11. "Sukkub"

"Witajcie w Lockwood, spokojnej i cichej mieścinie... gdzie sukuby wychodzą na żer, kiedy zapada zmrok. Wyuzdany seks, bezkompromisowa przemoc i niepokojąca, stara przepowiednia, która wypełni się w tym nadprzyrodzonym horrorze, pokochanym przez wojujące feministki!"

Dzisiaj mam dla Was książkę Edwarda Lee, pod tytułem "Sukkub".

Prawniczka Ann Slavik wyjeżdża z córką i chłopakiem do swojego rodzinnego miasta, ponieważ jej ojciec umiera. Ann prześladuje jeden powtarzający się koszmar, którego nie rozumie. Dwóch uciekinierów z zakładu psychiatrycznego jej szuka.. A okazuje się, że to nadal nie są jej największe problemy, a cały mrok powieści tkwi właśnie w jej rodzinnym mieście.

Widać, że autor bardzo przyłożył się w zbieraniu informacji do książki. Użył terminologii medycznej, odniesień religijnych i mitologicznych, a także w doskonały sposób przybliżył nam sylwetki Sukkubów - żeńskich demonów seksu, które kuszą mężczyzn swoimi atutami, zabijają ich i składają w ofierze. 

Książka jest przesiąknięta przemocą, morderstwa są naprawdę brutalne, a krwawe opisy szokują. Akcja jest naprawdę dynamiczna, czyta się bez wytchnienia.  Czytając ją czułam wszystkie możliwe emocje od obrzydzenia, po zainteresowanie i strach, a strach jest tym, co dobry horror powinien nam dawać. Z każdą stroną odkrywamy coraz mroczniejsze tajemnice małego, bo zamieszkuje je zaledwie 500 osób, miasteczka Lockwood.

Rozpatrujemy książkę z perspektyw kilku różnych osób - Ann, jej córki, chłopaka, jednego z uciekinierów, a także doktora Ann, jednak nie utrudnia nam to czytania, wręcz przeciwnie, wszystkie rozdziały w jakiś sposób się uzupełniają.

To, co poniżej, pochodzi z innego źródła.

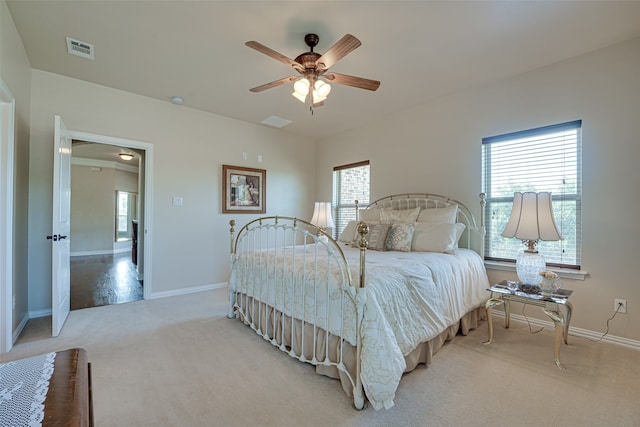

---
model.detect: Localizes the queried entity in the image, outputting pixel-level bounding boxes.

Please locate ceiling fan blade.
[249,76,300,92]
[245,41,303,70]
[323,73,380,90]
[316,34,362,71]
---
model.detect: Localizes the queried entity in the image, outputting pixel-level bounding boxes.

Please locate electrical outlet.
[613,298,627,314]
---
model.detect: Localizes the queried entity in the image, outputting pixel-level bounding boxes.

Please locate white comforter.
[230,245,489,409]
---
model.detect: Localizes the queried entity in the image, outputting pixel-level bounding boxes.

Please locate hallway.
[70,252,143,310]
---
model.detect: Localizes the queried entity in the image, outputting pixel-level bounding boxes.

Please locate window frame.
[481,120,582,270]
[331,160,371,239]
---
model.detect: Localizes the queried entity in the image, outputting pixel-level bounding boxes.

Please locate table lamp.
[311,202,334,240]
[502,192,562,286]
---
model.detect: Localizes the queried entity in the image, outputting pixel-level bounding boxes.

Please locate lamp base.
[516,251,547,286]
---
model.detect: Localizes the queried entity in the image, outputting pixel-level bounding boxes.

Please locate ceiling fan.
[245,34,380,113]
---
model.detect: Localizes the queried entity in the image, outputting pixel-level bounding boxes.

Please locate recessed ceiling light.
[261,116,293,128]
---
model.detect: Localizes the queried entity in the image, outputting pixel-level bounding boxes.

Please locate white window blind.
[332,160,370,239]
[482,120,582,269]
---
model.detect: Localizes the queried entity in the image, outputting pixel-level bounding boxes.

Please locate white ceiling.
[7,0,640,138]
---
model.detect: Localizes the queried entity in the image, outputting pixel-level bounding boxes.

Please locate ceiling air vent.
[67,37,94,60]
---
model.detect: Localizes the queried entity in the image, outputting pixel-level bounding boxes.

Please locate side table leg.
[542,308,566,369]
[483,298,508,344]
[502,299,511,329]
[563,301,573,345]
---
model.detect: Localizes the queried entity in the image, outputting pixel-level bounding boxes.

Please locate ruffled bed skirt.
[236,295,486,404]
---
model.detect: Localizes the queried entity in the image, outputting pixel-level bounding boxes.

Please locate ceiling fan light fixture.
[313,80,331,99]
[293,78,309,96]
[291,92,307,104]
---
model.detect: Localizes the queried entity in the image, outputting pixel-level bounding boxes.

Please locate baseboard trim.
[13,313,31,344]
[149,282,227,299]
[69,248,131,257]
[493,311,640,350]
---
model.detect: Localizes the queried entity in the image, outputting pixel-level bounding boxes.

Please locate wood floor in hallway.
[70,252,143,310]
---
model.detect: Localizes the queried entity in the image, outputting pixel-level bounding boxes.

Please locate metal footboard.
[228,216,367,409]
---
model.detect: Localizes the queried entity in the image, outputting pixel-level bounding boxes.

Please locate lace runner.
[0,353,56,426]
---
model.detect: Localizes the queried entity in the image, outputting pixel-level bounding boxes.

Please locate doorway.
[70,140,145,310]
[52,130,153,319]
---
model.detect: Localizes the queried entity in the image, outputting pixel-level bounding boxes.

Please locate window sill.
[484,261,589,280]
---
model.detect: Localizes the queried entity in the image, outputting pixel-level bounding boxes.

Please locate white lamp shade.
[502,192,562,240]
[311,202,334,228]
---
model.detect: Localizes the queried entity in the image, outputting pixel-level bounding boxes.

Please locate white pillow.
[387,223,416,252]
[380,207,420,223]
[338,221,358,243]
[417,205,458,224]
[411,222,465,254]
[364,224,391,251]
[358,209,382,222]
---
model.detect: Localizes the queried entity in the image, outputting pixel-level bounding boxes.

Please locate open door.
[47,116,71,337]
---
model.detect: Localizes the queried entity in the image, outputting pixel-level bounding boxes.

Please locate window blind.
[332,160,370,239]
[482,120,582,269]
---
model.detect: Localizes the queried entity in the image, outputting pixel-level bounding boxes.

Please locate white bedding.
[229,244,489,409]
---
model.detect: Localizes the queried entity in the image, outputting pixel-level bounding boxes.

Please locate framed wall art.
[222,165,267,213]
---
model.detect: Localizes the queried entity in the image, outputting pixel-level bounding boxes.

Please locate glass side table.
[484,281,573,369]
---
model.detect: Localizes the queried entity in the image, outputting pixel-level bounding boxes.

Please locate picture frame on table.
[222,165,267,214]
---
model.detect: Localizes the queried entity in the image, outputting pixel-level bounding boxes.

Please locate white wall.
[317,39,640,340]
[29,70,315,310]
[0,0,31,330]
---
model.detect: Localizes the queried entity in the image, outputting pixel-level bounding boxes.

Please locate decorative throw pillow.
[338,221,358,243]
[387,223,416,252]
[411,222,465,254]
[417,205,458,224]
[380,207,420,223]
[366,224,391,251]
[358,209,382,222]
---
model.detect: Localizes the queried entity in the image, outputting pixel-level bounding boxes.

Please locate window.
[482,120,582,269]
[116,191,137,242]
[333,160,369,238]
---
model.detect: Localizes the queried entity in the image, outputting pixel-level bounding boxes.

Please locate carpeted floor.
[2,289,640,427]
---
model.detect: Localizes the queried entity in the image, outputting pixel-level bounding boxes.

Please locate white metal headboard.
[356,193,485,257]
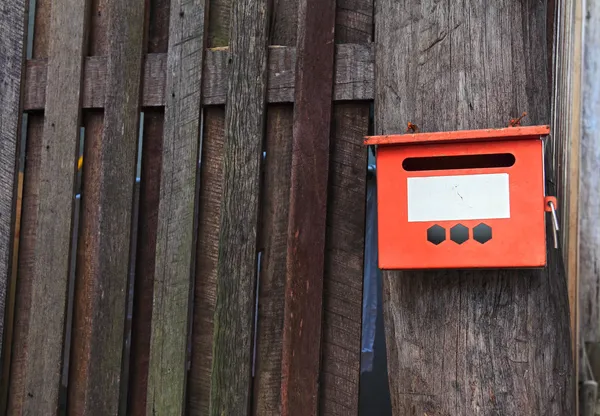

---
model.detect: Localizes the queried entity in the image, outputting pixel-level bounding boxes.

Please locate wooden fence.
[0,0,573,416]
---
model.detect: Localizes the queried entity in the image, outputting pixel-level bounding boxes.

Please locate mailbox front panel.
[377,139,546,269]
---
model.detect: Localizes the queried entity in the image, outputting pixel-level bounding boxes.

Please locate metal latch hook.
[544,196,559,248]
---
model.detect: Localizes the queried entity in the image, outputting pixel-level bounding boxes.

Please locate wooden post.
[281,0,335,416]
[375,0,574,416]
[210,0,268,416]
[146,0,206,414]
[68,0,144,415]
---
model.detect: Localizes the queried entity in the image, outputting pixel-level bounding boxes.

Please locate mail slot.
[365,126,556,270]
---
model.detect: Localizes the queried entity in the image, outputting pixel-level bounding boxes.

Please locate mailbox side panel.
[377,140,546,269]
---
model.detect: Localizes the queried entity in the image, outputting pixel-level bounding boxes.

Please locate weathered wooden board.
[579,1,600,343]
[252,0,298,416]
[68,0,144,415]
[281,0,335,416]
[11,0,88,414]
[146,0,205,414]
[0,0,27,374]
[319,0,373,416]
[375,0,574,415]
[187,0,231,415]
[127,0,170,416]
[210,0,268,415]
[319,103,369,415]
[188,107,225,415]
[5,0,50,415]
[23,44,374,111]
[253,105,294,416]
[128,111,164,416]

Jest to horror, w którym można się spodziewać wielu brutalnych opisów, dużo krwi, gwałtów, śmierci, strachu, perwersyjnego seksu i wulgarnego języka. Autor pisze w naprawdę dosadny sposób i nie jest to z pewnością literatura, którą każdy spokojnie by czytał, więc tu już każdy indywidualnie powinien ocenić swój próg wrażliwości i zdecydować czy chce przeczytać :) Nie jest to arcydzieło, a przy tego typu tematyce ciężko powiedzieć, że 'podobała mi się', ale jest na pewno bardzo ciekawą pozycją, więc polecam.

Komentarze

  1. Książkę czytałam i przypadła mi do gustu. Moim zdaniem to całkiem dobry horror.

    OdpowiedzUsuń
  2. Kojarzę publikację, aczkolwiek jeszcze nie czytałam. Chciałabym to zmienić.

    OdpowiedzUsuń
  3. Nie znam jej w ogóle, ale nie przepadam za takimi książkami :)

    OdpowiedzUsuń
  4. Hmmm ciekawa fabuła. A okładka elektryzująca :)

    OdpowiedzUsuń

Prześlij komentarz

Popularne posty z tego bloga

74. „Inny wariant życia”

28. „Sztuka obsługi penisa”

75. „Pozamiatane”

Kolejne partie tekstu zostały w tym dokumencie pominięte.